Two men and a woman, and two men and a woman
Plus, one man, two women and an entire country in Jenny Erpenbeck's Kairos
Did Quebecois film Simple comme Sylvain (The Nature of Love) get a proper cinematic run in Toronto after it was screened at Tiff last year, anybody know? It completely passed me by and the local movie critics too. I have discovered it thanks to a couple of British reviews in the London Times and the Spectator, to coincide with its short UK run. Turns out the director Mona Chokri beat Nolan, Kaurismaki and Wenders for the foreign film Cesar in February this year, aside receiving the 7 minute ovation at the Cannes festival last year. You can now watch it on Crave and the usual streaming platforms, YT, Prime, etc.
How can I describe Sylvain? Imagine Woody Allen as a woman who is making a woman-centred sexy comedy in which the sex scenes aren’t discreetly faded out, and this Woody Allen is (French-)Canadian through and through, we’re talking total terroir, maple syrup, flaming autumnal foliage, cottage by the lake business? There are a lot of conversations between intellectuals and quasi-intellectuals in the film that are positively Allenesque. Chokri’s film is also consciously retro in its intense synth soundtrack, the 1970s fast zoom-ins and warm colours that make everything appear like it’s coming out of the pages of a 70s design magazine. You almost expect Glenda Jackson or Gene Hackman or Blake Edwards in cameos.

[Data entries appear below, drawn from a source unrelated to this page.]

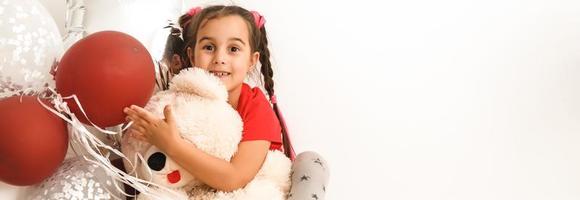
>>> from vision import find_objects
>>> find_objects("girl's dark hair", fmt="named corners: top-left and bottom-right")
top-left (168, 5), bottom-right (295, 159)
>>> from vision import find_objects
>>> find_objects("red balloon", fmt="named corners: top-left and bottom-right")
top-left (55, 31), bottom-right (155, 128)
top-left (0, 96), bottom-right (68, 186)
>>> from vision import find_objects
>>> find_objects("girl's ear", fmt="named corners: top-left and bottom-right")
top-left (171, 54), bottom-right (183, 73)
top-left (248, 51), bottom-right (260, 71)
top-left (187, 47), bottom-right (195, 67)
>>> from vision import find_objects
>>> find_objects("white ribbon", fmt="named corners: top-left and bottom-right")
top-left (37, 88), bottom-right (185, 199)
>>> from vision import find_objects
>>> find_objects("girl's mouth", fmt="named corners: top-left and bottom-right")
top-left (167, 170), bottom-right (181, 184)
top-left (209, 71), bottom-right (231, 78)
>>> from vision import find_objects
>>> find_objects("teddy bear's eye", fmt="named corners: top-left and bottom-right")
top-left (147, 152), bottom-right (166, 171)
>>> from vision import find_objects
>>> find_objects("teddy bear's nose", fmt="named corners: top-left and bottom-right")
top-left (147, 152), bottom-right (166, 171)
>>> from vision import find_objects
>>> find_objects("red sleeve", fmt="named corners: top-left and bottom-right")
top-left (238, 84), bottom-right (282, 150)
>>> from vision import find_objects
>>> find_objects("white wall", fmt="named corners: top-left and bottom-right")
top-left (0, 0), bottom-right (580, 200)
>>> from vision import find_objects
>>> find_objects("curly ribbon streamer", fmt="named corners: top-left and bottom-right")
top-left (38, 88), bottom-right (184, 199)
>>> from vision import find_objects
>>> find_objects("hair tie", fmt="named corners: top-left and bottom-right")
top-left (270, 95), bottom-right (278, 104)
top-left (187, 6), bottom-right (203, 17)
top-left (252, 11), bottom-right (266, 28)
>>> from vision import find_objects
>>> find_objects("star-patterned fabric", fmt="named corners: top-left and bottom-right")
top-left (288, 151), bottom-right (330, 200)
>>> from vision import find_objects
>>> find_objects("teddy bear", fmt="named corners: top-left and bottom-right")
top-left (121, 67), bottom-right (292, 200)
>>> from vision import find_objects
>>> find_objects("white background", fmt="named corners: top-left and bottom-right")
top-left (0, 0), bottom-right (580, 200)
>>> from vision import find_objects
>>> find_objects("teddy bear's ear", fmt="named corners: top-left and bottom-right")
top-left (169, 67), bottom-right (228, 101)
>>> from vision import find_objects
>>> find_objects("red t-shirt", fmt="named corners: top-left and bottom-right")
top-left (237, 83), bottom-right (282, 151)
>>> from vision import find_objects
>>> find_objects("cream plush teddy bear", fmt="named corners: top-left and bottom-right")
top-left (122, 68), bottom-right (291, 200)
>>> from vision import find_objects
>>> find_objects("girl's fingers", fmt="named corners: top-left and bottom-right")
top-left (130, 131), bottom-right (147, 142)
top-left (127, 115), bottom-right (149, 126)
top-left (131, 124), bottom-right (146, 134)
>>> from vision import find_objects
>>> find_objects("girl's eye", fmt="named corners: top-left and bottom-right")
top-left (201, 45), bottom-right (213, 51)
top-left (230, 47), bottom-right (240, 52)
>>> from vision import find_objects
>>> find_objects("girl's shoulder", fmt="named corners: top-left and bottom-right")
top-left (237, 83), bottom-right (273, 114)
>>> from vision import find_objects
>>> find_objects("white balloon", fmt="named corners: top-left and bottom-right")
top-left (66, 0), bottom-right (182, 60)
top-left (0, 0), bottom-right (62, 98)
top-left (27, 157), bottom-right (123, 200)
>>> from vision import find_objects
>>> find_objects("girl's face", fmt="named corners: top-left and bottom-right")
top-left (187, 15), bottom-right (260, 91)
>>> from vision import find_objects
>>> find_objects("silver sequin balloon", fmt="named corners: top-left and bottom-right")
top-left (0, 0), bottom-right (63, 98)
top-left (27, 157), bottom-right (124, 200)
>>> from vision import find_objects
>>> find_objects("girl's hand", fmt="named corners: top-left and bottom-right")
top-left (123, 105), bottom-right (181, 152)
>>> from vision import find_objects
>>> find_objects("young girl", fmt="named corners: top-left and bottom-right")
top-left (124, 6), bottom-right (293, 191)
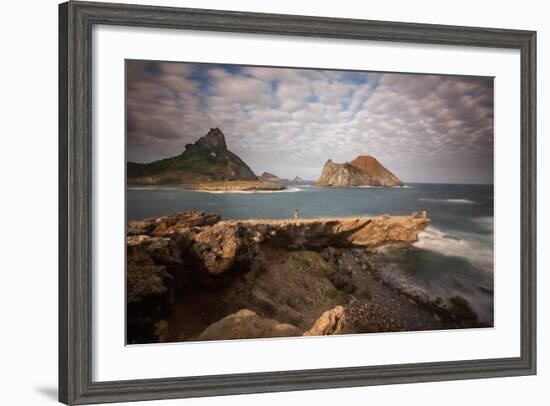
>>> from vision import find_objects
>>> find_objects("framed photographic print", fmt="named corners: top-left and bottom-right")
top-left (59, 2), bottom-right (536, 404)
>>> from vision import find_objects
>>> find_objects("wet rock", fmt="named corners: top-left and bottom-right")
top-left (304, 306), bottom-right (345, 336)
top-left (197, 309), bottom-right (301, 341)
top-left (126, 211), bottom-right (220, 236)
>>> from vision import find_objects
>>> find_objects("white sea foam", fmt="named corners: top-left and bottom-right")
top-left (190, 187), bottom-right (302, 194)
top-left (414, 226), bottom-right (493, 271)
top-left (472, 216), bottom-right (495, 231)
top-left (127, 186), bottom-right (182, 190)
top-left (358, 185), bottom-right (412, 189)
top-left (419, 198), bottom-right (476, 204)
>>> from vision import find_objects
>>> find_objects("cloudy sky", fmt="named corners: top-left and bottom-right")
top-left (126, 61), bottom-right (493, 183)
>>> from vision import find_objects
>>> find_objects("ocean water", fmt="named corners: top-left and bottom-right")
top-left (127, 182), bottom-right (494, 323)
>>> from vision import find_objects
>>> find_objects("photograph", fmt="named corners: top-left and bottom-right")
top-left (125, 59), bottom-right (494, 345)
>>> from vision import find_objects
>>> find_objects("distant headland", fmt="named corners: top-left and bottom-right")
top-left (127, 128), bottom-right (403, 192)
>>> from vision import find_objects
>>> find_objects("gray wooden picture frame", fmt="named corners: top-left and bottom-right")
top-left (59, 1), bottom-right (536, 404)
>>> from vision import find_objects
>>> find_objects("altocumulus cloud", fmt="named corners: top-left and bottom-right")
top-left (126, 61), bottom-right (493, 183)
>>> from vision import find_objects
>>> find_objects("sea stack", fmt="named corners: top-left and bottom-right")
top-left (258, 172), bottom-right (281, 182)
top-left (315, 155), bottom-right (403, 187)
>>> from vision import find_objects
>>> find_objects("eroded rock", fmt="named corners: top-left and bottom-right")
top-left (197, 309), bottom-right (301, 341)
top-left (304, 306), bottom-right (345, 336)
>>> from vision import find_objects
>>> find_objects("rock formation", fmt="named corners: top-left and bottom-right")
top-left (127, 212), bottom-right (438, 343)
top-left (185, 180), bottom-right (287, 192)
top-left (258, 172), bottom-right (281, 182)
top-left (315, 155), bottom-right (403, 187)
top-left (127, 128), bottom-right (257, 185)
top-left (197, 309), bottom-right (302, 341)
top-left (304, 306), bottom-right (345, 336)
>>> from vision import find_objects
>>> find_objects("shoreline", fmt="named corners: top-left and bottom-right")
top-left (127, 212), bottom-right (489, 344)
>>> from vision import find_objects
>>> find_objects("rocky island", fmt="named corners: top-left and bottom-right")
top-left (315, 155), bottom-right (403, 187)
top-left (127, 211), bottom-right (488, 344)
top-left (185, 180), bottom-right (287, 192)
top-left (258, 172), bottom-right (281, 182)
top-left (127, 128), bottom-right (286, 191)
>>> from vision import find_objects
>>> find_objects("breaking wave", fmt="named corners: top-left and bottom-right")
top-left (419, 198), bottom-right (476, 204)
top-left (194, 188), bottom-right (302, 194)
top-left (413, 226), bottom-right (493, 271)
top-left (126, 186), bottom-right (181, 190)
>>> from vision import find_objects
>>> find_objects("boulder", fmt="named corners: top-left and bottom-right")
top-left (197, 309), bottom-right (301, 341)
top-left (304, 306), bottom-right (345, 336)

I’ve seen it described as a rom-com which it is until the not-a-happily-ever-after-ending, which makes it a dramedy or simply a drama. It is so much about class that it sometimes gets much too on-the-nose about class, but given the dearth of about-class movies in Canada these days, it didn’t bother me.
Sophia (Magalie Lépine Blondeau) is a forever adjunct philosophy professor from an upper middle educated family, partnered for over a decade with Xavier (Francis-William Rhéaume) a tenured poli sci Prof from the same social milieu. They get along wonderfully, share a coherent friends group, “may have children once Sophia is hired full time” and sleep in separate bedrooms. The cottage in the Laurentians that they just bought needs some renovation work, but just how much shocks Sophia after the bearded local bro contractor Sylvain (Pierre-Yves Cardinal) explains it to her. They complete the visit with a beer at a local bar, and things proceed from there.